On last night’s Kudlow & Company, House Financial Services Committee Chairman Barney Frank continued putting heat on Bernanke & Company to begin easing rates and adding more cash to the economy. Mr. Frank is calling for a Fed policy shift on two grounds: First, financial markets have seized up and this could spell trouble for the economy. And second, the Fed should be focusing on fighting slower growth rather than inflation.
Mr. Frank is the rare elected official publicly calling for fed rate cuts. For some reason, most senators and House members are reluctant to take on the Fed in public. But Chairman Frank is a big believer that in a democracy such as ours, everyone has the right to speak out on monetary policy. While he clearly respects the Fed’s independence, he doesn’t believe the Fed is on some distant planet absolved from any public criticism. I agree.
The “Secrets of the Temple” -- as discussed in Bill Greider’s great book twenty years ago -- should be penetrated, especially by elected officials.
As the late economist Jude Wanniski often remarked, money is the most democratic of all economic issues. Everybody has greenbacks in their wallets and purses. Folks have a right to know what the cost and value of their money is. Informed public debate about money can be quite useful to Fed policymakers, other government leaders, and the public at large.

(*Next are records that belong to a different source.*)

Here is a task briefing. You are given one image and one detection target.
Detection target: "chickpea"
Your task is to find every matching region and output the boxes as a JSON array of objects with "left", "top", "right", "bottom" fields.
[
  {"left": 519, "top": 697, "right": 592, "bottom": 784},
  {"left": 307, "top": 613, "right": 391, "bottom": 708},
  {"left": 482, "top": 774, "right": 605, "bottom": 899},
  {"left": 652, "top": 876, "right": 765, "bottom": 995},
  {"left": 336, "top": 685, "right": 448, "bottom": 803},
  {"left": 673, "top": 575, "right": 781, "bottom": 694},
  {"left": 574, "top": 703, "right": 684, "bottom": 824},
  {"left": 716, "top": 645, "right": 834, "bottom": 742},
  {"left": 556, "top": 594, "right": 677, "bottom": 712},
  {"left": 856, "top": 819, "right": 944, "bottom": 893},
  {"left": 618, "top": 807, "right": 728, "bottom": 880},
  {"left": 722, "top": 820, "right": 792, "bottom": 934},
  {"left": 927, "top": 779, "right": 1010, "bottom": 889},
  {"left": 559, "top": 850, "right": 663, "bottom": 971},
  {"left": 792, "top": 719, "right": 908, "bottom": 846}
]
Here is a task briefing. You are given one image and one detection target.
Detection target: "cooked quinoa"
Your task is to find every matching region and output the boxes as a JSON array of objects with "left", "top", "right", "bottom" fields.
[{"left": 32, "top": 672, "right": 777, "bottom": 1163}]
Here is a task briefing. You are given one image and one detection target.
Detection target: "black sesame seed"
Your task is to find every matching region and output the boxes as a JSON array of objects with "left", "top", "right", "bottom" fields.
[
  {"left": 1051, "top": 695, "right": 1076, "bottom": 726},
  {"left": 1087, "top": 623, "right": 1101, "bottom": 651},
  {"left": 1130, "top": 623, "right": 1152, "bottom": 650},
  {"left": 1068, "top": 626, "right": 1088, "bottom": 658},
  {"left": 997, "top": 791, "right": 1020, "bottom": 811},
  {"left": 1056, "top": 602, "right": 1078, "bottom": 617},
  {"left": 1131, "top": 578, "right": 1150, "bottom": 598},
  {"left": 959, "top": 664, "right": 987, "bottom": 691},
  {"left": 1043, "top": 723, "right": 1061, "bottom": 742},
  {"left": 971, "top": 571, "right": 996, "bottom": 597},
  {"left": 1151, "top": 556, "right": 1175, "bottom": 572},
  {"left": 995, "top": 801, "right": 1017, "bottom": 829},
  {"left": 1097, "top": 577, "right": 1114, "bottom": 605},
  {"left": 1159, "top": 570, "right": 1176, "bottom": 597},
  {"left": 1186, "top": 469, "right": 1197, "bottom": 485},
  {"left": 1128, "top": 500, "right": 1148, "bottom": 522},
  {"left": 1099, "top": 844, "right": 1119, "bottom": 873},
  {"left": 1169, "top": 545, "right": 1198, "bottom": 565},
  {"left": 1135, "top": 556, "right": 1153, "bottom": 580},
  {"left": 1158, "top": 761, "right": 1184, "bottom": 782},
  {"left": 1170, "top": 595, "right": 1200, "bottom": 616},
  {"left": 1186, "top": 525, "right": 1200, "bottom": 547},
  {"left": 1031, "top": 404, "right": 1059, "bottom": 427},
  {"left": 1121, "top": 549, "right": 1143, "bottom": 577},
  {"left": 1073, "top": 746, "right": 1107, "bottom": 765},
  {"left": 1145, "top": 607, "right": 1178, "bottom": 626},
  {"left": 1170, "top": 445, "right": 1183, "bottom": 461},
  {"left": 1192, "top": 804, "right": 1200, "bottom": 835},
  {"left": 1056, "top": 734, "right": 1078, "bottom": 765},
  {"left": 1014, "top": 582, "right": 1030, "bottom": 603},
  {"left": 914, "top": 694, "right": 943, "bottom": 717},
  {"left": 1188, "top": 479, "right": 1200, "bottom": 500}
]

Mr. Frank was also concerned that regional Reserve Bank presidents have an obsessive, built-in bias of slaying inflation at the expense of fostering economic growth. Incidentally, it’s interesting to note that while the seven governors of the Federal Reserve Board are nominated by the President and confirmed by the Senate, the twelve regional Reserve Bank presidents are essentially private sector representatives. They are neither nominated by the executive branch nor confirmed by the Senate. However, they are voting members of the open market committee on a rotating basis, along with the seven governors.
Put simply, of the twelve FOMC votes, seven go to the confirmed Fed governors, one goes to New York Fed head Timothy Geithner (who is a permanent FOMC voting member), and the remaining four votes rotate among the unconfirmed regional presidents who serve one-year terms. So the unconfirmed, regional Reserve Bank president votes are essentially on equal footing as the confirmed Fed governors.
Mr. Frank is on to something here. With the possible exception of San Francisco Fed President Janet Yellin -- who has expressed concerns about the economy -- it does appear that these reserve bank presidents are focusing almost exclusively on inflation. For whatever reason, Kansas City’s Thomas Hoenig, Dallas’s Richard Fischer, Atlanta’s Dennis Lockhart, and Richmond’s Jeffrey Lacker (and of course, Bill Poole in St Louis) all seem to be opposed to easier money.
Chairman Frank is only looking for a mild easing, instead of a full-scale, open-the-spigots approach. And as the Chairman of the powerful House Financial Services Committee, Mr. Frank does have oversight authority over the central bank. In that important sense, I think he is absolutely right to speak out.
If Barney Frank is rocking the monetary boat, then so be it.